Security can be easily achieved in the DAM. The security model is comprised of two elements: roles and asset groups. Security is placed on roles (i.e., groups of users) and on groups of assets. Each role can have different levels of access to assets in an asset group. One role may have permission to order assets from an asset group, and a different role may have permission to order and edit metadata for the assets in the same asset group.

This table provides examples of ways asset groups and roles can be set up.
 

In the example above, asset admins have permission to edit metadata, order, upload, and view all assets in all asset groups. General users have permission to order and view assets only for the Public assets group.
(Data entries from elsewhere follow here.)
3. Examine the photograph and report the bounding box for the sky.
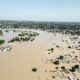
[0,0,80,22]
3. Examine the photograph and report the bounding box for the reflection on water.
[0,30,52,80]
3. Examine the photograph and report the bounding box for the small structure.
[0,46,12,52]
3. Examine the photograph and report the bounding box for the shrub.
[32,68,37,72]
[0,40,5,44]
[53,60,59,65]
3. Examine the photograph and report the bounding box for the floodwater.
[0,29,79,80]
[0,30,55,80]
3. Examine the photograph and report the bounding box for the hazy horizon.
[0,0,80,22]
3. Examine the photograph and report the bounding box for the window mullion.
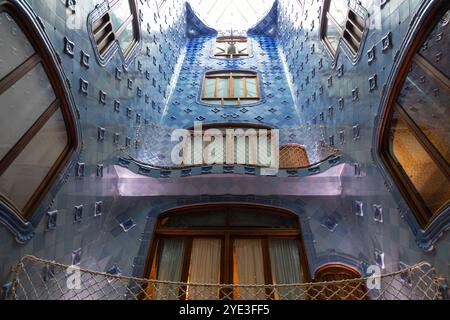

Video vendors have permission to order, view, and upload assets only for the Video assets group.

 

Cumulative permissions

Assets can be assigned into more than one asset group, similar to how users can be assigned into more than one role. When an asset is assigned to multiple asset groups, users will have access to the asset if they have permission to view at least one of the asset groups the asset is assigned to, even if they don’t have access to any of the other asset groups. This allows the DAM's security model to be flexible.
 

In the example above, Product_A.mpg has cumulative permissions. Although general users cannot see assets in the Video assets group, they can see this asset because it is also in the Public assets group.

In the cumulative permissions example:

• Asset admins can edit metadata, order, and view all of the assets since they have permission to view all of the asset groups.
• General users can order and view Photo_1 and Product_A.mpg because they have permission to order and view all assets in the Public assets asset group regardless of whether or not they are in any other asset group.
• Video vendors can order, upload, and view Product_A.mpg and Product_B.wmv because they have permission to order, upload, and view all assets in the Video assets group regardless of whether they are in any other asset group.